Configure STA environment

What’s STA environment?
Specifying Clocks. Clock uncertainty and Clock latency
Generated clocks
Input paths constraint
Output paths constraint
Timing path groups
External attributes modeling
Check design rules
Refine timing analysis
Point-to-point specification

Set up environment for static timing analysis. Specification of correct constraints is important in analyzing STA results. Design environment should be specified accurately so that STA analysis can identify all the timing issues in the design. Preparing for STA, setting up clocks, specifying IO timing characteristics, and specifying false paths and multicycle paths.

1. What’s STA environment?

Figure 1 A synchronous design

Most digital designs are synchronous where the data computed from previous clock cycle is latched in the flip-flops at the active clock edge. Consider a typical synchronous design shown in Figure 1. It is assumed that Design Under Analysis (DUA) interacts with other synchronous designs. This means that DUA receives data from a clocked flip-flop and outputs data to another clocked flip-flop external to DUA.

To perform STA on this design, one needs to specify clocks to the flip-flops, and timing constraints for all path leading into the design and for all paths exiting the design.

Example in Figure 1 assumes that there is only one clock and C1, C2, C3, C4, and C5 represent combination blocks. The combination blocks C1 and C5 are outside of the design being analyzed.

In a typical design, there can be multiple clocks with many paths from one clock domain to another. The following sections describe how the environment is specified in such scenarios.

2. Specifying Clocks

To define a clock, we need to provide the following information:

i. Clock source: it can be a port of design, or be a pin of a cell inside design (typically that is a part of a clock generation logic).

ii. Period: time period of clock.

iii. Duty cycle: high duration (positive phase) and low duration (negative phase).

iv. Edge times: times for rising edge and falling edge.

Figure 2 A clock definition

Figure 2 shows basic definitions.
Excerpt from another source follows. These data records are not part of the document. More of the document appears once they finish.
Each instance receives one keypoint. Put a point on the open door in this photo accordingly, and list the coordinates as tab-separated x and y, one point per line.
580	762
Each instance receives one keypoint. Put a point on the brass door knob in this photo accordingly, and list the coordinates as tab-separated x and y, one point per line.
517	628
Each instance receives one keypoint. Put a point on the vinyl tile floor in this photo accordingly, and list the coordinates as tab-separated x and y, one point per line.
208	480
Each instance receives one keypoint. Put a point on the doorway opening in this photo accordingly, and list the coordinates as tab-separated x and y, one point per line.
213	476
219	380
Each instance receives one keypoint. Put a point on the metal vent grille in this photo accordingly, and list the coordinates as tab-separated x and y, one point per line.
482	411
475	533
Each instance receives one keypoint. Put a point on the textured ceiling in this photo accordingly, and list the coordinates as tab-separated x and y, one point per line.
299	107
By defining clocks, all the internal timing paths (all flip-flop to flip-flop paths) are constrained; this implies that all internal paths can be analyzed with just the clock specifications. The clock specification specifies that a flip-flop to flip-flop path must take one cycle. We shall later describe how this requirement (of one cycle timing) can be relaxed.

Here is a basic clock specification.

create_clock \
-name SYSCLK \
-period 20 \
-waveform { 0 5 } \
[get_ports SCLK]

The name of the clock is SYSCLK and is defined at the port SCLK. The period of SYSCLK is specified as 20 units – the default time unit is nanoseconds if none has been specified. (In general, time unit is specified as part of technology library.) The first argument in waveform specifies time at which rising edge occurs and the second argument specifies time at which falling edge occurs.

There can be any number of edges specified in a waveform option, however, all edges must be within one period. The edge times alternate starting from the first rising edge after time zero, then a falling edge, then a rising edge, and so on. This implies that all time values in the edge list must be monotonically increasing.

-waveform {time_rise time_fall time_rise time_fall ... }

In addition, there must be an even number of edges specified. The waveform option specifies waveform within one clock period, which then repeats itself.

If no waveform option is specified, default is:

-waveform { 0 , period/2 }

Here is an example of a clock specification with no waveform specification.

create_clock -period 5 [ get_ports SCAN_CLK ]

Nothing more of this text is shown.